The issue concerning the true level of main power utility PPC’s production cost has returned to the fore following a decision announced this week by the Hellenic Competition Commission, a protector of free competition, which lends support to Aluminium of Greece, a member of the Mytilineos corporate group, for the high-cost energy problem it faces.
PPC must reach an agreement with Aluminium of Greece on a new tariff deal for the energy-intensive industrial enterprise within a three-month period, as of today, according to the commission’s decision.
The matter has re-emerged as Greek government officials prepare to finanize talks with the country’s creditor representatives on the NOME auction plan, to offer third parties access to PPC’s low-cost lignite sources and help break PPC’s near-monopoly in Greece’s electricity market. The NOME plan needs to be completed by no later than February.
The local competition commission’s decision tackles the PPC cost issue directly and sets a tight deadline for the measures that need to be taken.
Local officials and the creditor representatives will need to decide on the starting price of NOME auctions within the next few weeks.
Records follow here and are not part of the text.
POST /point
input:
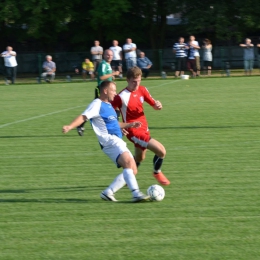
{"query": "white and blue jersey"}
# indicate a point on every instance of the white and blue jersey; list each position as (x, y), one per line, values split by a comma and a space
(103, 119)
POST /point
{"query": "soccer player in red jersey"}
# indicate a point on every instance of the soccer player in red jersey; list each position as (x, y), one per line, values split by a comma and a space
(130, 102)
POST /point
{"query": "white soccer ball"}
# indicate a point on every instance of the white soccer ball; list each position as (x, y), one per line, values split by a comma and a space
(156, 192)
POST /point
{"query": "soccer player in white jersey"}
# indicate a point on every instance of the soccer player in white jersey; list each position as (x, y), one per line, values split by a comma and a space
(103, 119)
(116, 63)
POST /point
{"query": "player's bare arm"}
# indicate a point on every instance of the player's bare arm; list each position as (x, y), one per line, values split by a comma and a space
(157, 105)
(135, 124)
(114, 73)
(76, 122)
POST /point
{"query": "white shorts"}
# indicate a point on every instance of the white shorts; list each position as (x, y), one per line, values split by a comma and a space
(115, 148)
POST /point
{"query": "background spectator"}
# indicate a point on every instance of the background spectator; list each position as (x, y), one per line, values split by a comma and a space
(207, 56)
(10, 64)
(97, 52)
(116, 63)
(258, 45)
(129, 49)
(49, 67)
(248, 56)
(144, 64)
(196, 47)
(191, 62)
(87, 68)
(179, 48)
The government wants to press ahead with the plan and seems determined to not permit any delays by PPC over technical concerns.
Returning to the tariff dispute between PPC and Aluminium of Greece, the power utility’s true cost must be reflected in the agreement that needs to be reached. This is not an isolated case and will influence the power utility’s tariff-related dealings throughout the entire industrial sector.
The cost level presented by PPC has already been doubted by the local competition commission, the creditor representatives and, most recently, the Greek government as well, energypress has been informed.
During its long-running dispute with Aluminium of Greece, PPC, in 2013, contended its cost level was 59.1 euros per MWh. RAE, the Regulatory Authority for Energy, had cut the level to 36.6 euros per MWh. To back its claims, PPC had hired multinational professional services firm Ernst & Young to confirm its figures, which the latter did. But this endorsement was based on cost-related figures that had already been published by PPC, not an independent survey of the power utility by Ernst & Young.
Responding to a PPC announcement released yesterday, market authorities have noted the power utility’s management has either not fully understood the importance of the local competition commission’s decisions, which are binding, or has done so and intends to apply defensive delay tactics.
However, in its announcement on the tariff dispute with Aluminium of Greece, PPC did acknowledge any solution to emerge will have a wider impact on consumers in the the local electricity market. “Any agreement reached on the tariff to be offered to Aluminium of Greece, which consumes roughly 5.5 percent of power in the country’s mainland, will impact all consumers,” the PPC statement noted.
PPC’s current management, led by CEO Manolis Panagiotakis, who was appointed earlier this year, has persisted with the cost-related views supported by the power utility’s previous administration. PPC insists its average lignite-based production cost is 59.14 euros per MWh, despite the ruling that undercut the figure to 36.6 euros per MWh and a decision at a PPC general shareholders meeting in 2014 that had set the price at 44.5 euros per MWh.
At the time, authorities assumed PPC would apply the 44.5 euros per MWh level as a base for the NOME auctions. But PPC was not obligated to do so. However, the latest decision by the local competition commission, which has demanded that a fair solution be found with Aluminium of Greece, is a binding one.
The committee’s pressure on PPC to reach a tariff agreement with Aluminium of Greece, and the starting price of NOME auctions, essentially boil down to being the same matter, one that concerns PPC’s actual production costs. It promises to shape the upcoming developments in Greece’s electricity market.